How I Use ActivitySmith While Deploying ActivitySmith - Blog

2 min read Original article ↗

I am a huge fan of dogfooding. If I build developer tooling, I want to use it in my own day-to-day workflows, deployments, and release checks in production.

Deployments are one of the biggest ways I use ActivitySmith: push to main, a GitHub Actions workflow runs in the background, and I get step-by-step progress updates on my iPhone lock screen using iOS Live Activities.

The Problem I Kept Running Into

My deployments are automated with GitHub Actions and are fairly simple, but they still have multiple steps and usually take at least a minute. In larger projects and teams, deployment runs often take much longer.

Before ActivitySmith, that meant opening GitHub, finding the repo, going to Actions, opening the current run, and watching it progress until it finished so I knew when I could try it out.

That workflow was annoying. With ActivitySmith, the progress streams directly to my iPhone lock screen in real time, and I know exactly when a release is finished and ready to try.

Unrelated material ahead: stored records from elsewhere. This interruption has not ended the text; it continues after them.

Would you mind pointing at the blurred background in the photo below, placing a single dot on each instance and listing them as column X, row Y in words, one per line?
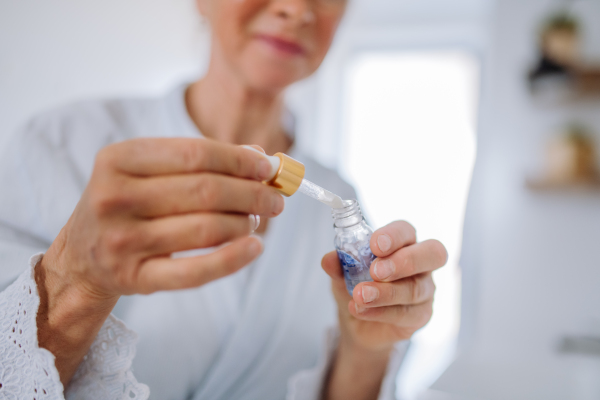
column 485, row 113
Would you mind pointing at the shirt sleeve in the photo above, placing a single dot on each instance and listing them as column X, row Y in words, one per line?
column 308, row 384
column 28, row 371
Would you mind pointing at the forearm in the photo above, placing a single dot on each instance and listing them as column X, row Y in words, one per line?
column 68, row 318
column 356, row 373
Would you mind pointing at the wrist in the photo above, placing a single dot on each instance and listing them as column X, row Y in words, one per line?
column 357, row 371
column 69, row 315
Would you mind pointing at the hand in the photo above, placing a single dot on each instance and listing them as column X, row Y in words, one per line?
column 146, row 199
column 383, row 312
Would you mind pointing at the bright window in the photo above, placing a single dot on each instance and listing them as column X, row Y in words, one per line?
column 409, row 147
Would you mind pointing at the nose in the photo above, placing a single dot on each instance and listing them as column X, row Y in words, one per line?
column 299, row 11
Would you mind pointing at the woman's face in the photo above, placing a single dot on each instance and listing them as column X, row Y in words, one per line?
column 270, row 44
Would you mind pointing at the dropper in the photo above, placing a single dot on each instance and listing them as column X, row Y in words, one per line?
column 287, row 177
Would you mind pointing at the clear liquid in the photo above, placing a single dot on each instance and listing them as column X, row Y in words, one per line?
column 320, row 194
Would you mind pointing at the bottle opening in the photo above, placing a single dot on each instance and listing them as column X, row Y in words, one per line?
column 347, row 216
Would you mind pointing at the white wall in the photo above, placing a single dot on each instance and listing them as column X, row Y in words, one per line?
column 57, row 51
column 531, row 264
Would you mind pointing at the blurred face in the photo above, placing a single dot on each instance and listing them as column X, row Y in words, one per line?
column 270, row 44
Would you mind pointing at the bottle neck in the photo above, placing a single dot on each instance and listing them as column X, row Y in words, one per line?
column 347, row 217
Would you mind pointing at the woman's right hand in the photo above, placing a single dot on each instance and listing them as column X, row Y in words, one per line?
column 146, row 199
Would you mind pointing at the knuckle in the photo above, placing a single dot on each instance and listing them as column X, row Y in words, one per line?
column 239, row 162
column 408, row 267
column 394, row 293
column 402, row 311
column 439, row 252
column 414, row 289
column 118, row 240
column 107, row 200
column 192, row 156
column 202, row 229
column 424, row 316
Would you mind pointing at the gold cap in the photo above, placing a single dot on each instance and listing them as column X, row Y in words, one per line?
column 289, row 176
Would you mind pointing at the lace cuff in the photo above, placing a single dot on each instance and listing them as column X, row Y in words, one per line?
column 308, row 384
column 28, row 371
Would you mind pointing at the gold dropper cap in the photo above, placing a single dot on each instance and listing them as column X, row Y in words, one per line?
column 289, row 175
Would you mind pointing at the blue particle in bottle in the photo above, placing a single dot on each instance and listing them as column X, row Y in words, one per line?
column 356, row 270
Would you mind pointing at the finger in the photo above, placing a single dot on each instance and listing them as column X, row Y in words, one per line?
column 412, row 290
column 166, row 273
column 392, row 237
column 159, row 156
column 257, row 147
column 416, row 259
column 177, row 194
column 331, row 265
column 412, row 316
column 192, row 231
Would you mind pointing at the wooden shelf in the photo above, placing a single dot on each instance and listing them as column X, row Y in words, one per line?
column 545, row 185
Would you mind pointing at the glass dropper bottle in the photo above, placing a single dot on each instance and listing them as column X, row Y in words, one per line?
column 287, row 176
column 352, row 234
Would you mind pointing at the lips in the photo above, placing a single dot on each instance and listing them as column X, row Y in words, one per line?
column 282, row 45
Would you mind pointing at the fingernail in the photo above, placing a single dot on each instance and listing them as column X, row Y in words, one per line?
column 370, row 294
column 254, row 222
column 278, row 204
column 264, row 169
column 383, row 269
column 384, row 242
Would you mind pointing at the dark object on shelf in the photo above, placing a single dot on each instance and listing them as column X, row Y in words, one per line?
column 560, row 71
column 570, row 162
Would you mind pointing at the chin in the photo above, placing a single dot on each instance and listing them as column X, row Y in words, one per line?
column 273, row 75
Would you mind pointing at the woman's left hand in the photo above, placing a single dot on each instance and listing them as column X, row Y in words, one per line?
column 399, row 301
column 383, row 312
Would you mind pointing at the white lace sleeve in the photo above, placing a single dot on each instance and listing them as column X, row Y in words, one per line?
column 308, row 384
column 28, row 371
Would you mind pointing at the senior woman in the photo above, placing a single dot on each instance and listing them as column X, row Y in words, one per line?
column 114, row 230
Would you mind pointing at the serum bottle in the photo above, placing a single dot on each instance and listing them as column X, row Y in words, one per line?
column 352, row 236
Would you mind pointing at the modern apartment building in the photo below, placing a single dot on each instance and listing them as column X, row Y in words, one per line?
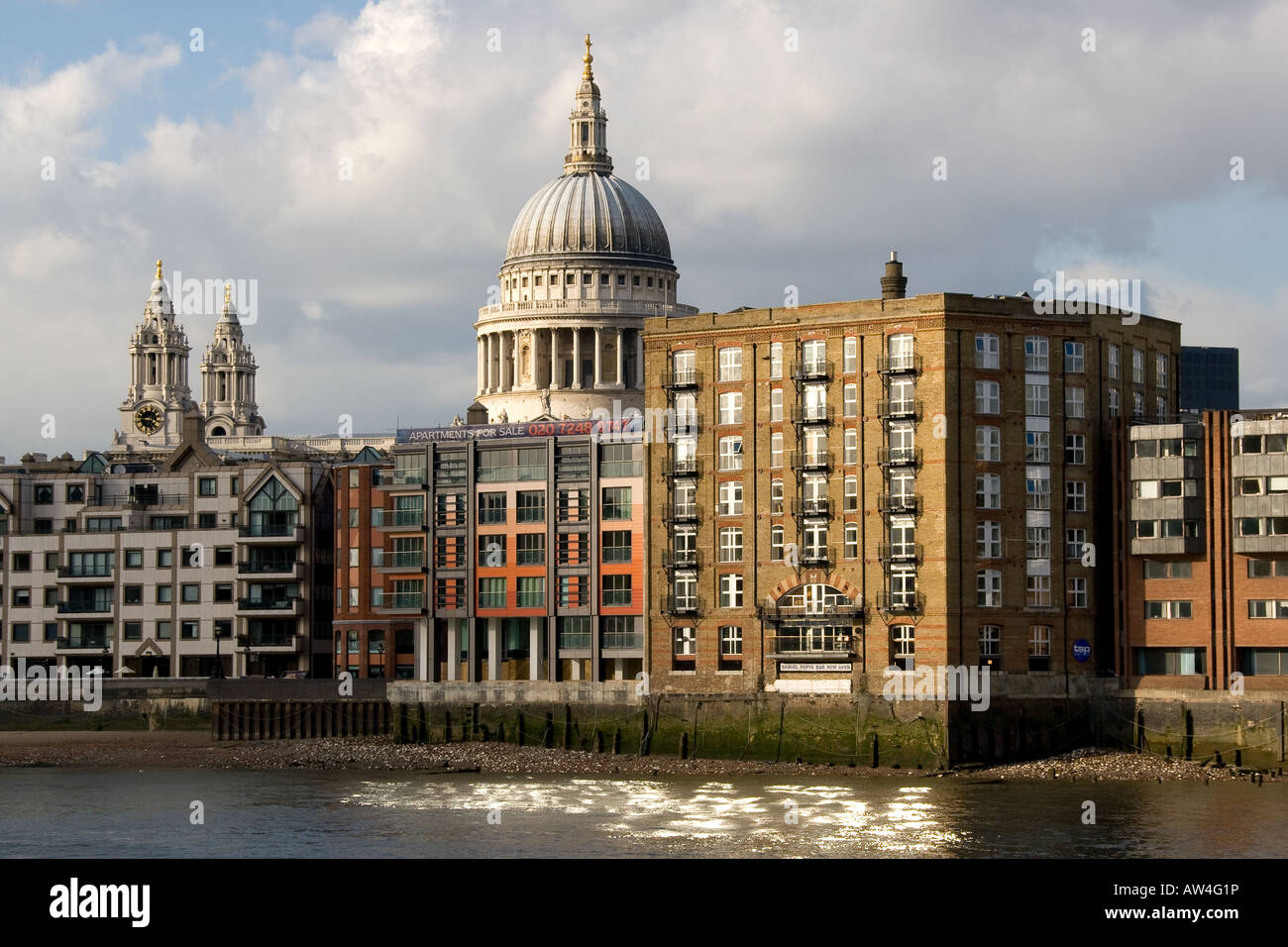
column 188, row 565
column 494, row 553
column 1202, row 554
column 900, row 480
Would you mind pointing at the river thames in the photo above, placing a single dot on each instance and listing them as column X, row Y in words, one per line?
column 88, row 813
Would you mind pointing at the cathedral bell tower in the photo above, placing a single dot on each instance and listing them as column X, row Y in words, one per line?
column 228, row 380
column 159, row 398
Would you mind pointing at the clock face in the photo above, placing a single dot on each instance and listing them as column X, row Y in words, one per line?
column 149, row 419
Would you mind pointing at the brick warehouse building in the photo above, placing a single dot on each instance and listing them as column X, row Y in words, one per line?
column 940, row 464
column 493, row 553
column 1202, row 553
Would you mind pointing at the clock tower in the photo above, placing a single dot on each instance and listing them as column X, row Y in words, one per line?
column 159, row 397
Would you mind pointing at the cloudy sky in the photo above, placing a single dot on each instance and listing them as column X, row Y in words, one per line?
column 787, row 144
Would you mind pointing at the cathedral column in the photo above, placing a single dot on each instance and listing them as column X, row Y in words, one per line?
column 599, row 356
column 621, row 357
column 554, row 360
column 514, row 382
column 639, row 360
column 576, row 356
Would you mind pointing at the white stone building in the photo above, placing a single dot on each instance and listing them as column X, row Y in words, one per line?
column 588, row 260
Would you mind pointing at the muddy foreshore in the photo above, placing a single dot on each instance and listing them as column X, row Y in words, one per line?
column 172, row 749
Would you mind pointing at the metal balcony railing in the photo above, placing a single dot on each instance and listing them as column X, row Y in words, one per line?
column 682, row 377
column 681, row 558
column 818, row 613
column 268, row 604
column 807, row 460
column 901, row 602
column 84, row 642
column 816, row 556
column 688, row 513
column 901, row 408
column 811, row 644
column 812, row 369
column 681, row 467
column 687, row 604
column 900, row 504
column 811, row 508
column 812, row 414
column 269, row 567
column 896, row 365
column 900, row 457
column 900, row 552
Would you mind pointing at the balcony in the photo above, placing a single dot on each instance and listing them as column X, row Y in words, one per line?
column 281, row 532
column 816, row 556
column 900, row 365
column 811, row 644
column 678, row 379
column 271, row 569
column 681, row 558
column 94, row 642
column 812, row 613
column 688, row 513
column 900, row 457
column 402, row 602
column 84, row 607
column 814, row 369
column 399, row 562
column 413, row 476
column 681, row 604
column 681, row 467
column 402, row 519
column 811, row 508
column 901, row 602
column 900, row 504
column 902, row 408
column 269, row 639
column 288, row 604
column 819, row 462
column 73, row 573
column 621, row 641
column 900, row 552
column 812, row 414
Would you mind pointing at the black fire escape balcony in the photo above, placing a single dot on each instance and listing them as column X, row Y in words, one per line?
column 681, row 558
column 900, row 457
column 901, row 553
column 678, row 379
column 816, row 556
column 811, row 462
column 820, row 508
column 804, row 415
column 900, row 410
column 900, row 365
column 677, row 515
column 900, row 504
column 812, row 369
column 901, row 602
column 833, row 613
column 681, row 604
column 681, row 467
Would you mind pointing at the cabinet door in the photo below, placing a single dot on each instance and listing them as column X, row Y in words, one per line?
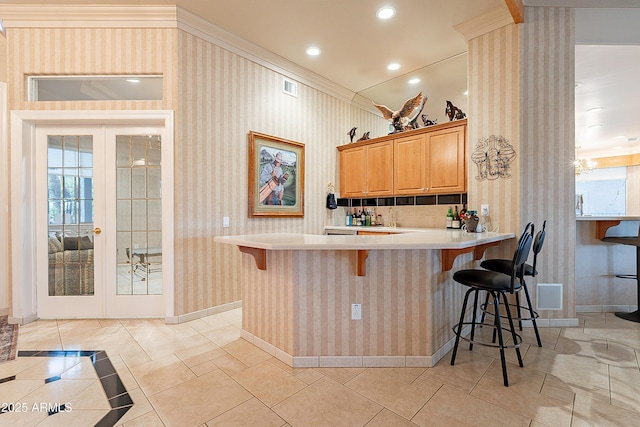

ActivitySmith deployment Live Activity on iPhone showing a completed API deployment

What ActivitySmith Does in My Deployments

For every production deployment, ActivitySmith:

  • Starts a Live Activity at the beginning of the workflow.
  • Updates each phase of deployment progress in real time.
  • Ends the activity when production is fully switched.

This is not limited to one backend service. I use the same pattern across various backend services, frontend apps, landing pages, and other projects.

My GitHub Actions Workflow

Here is the workflow I use in production:

Push Notification

ActivitySmith push notification on iPhone showing deployment status

You can also use ActivitySmith to send push notifications to your iOS devices.

Why Zero Downtime Is Non-Negotiable

ActivitySmith is API infrastructure. Users expect near-constant availability.

Before I implemented zero-downtime deployments, the Live Activity lifecycle would break during release restarts because the API went down mid-deploy, so updates could not be delivered.

Deployments now run behind nginx with PM2 in cluster mode using zero-downtime reloads (worker A, then worker B), so traffic stays up and Live Activity updates continue reliably.

More Than One Project

This pattern now powers every deployment workflow I care about, not just ActivitySmith core services. Once wired in, every release gives real-time confidence without babysitting logs.

And outside GitHub Actions, the same approach works from scripts, cron jobs, workers, agents and more. Basically any backend. Zapier and n8n integrations are complete and currently pending marketplace approval.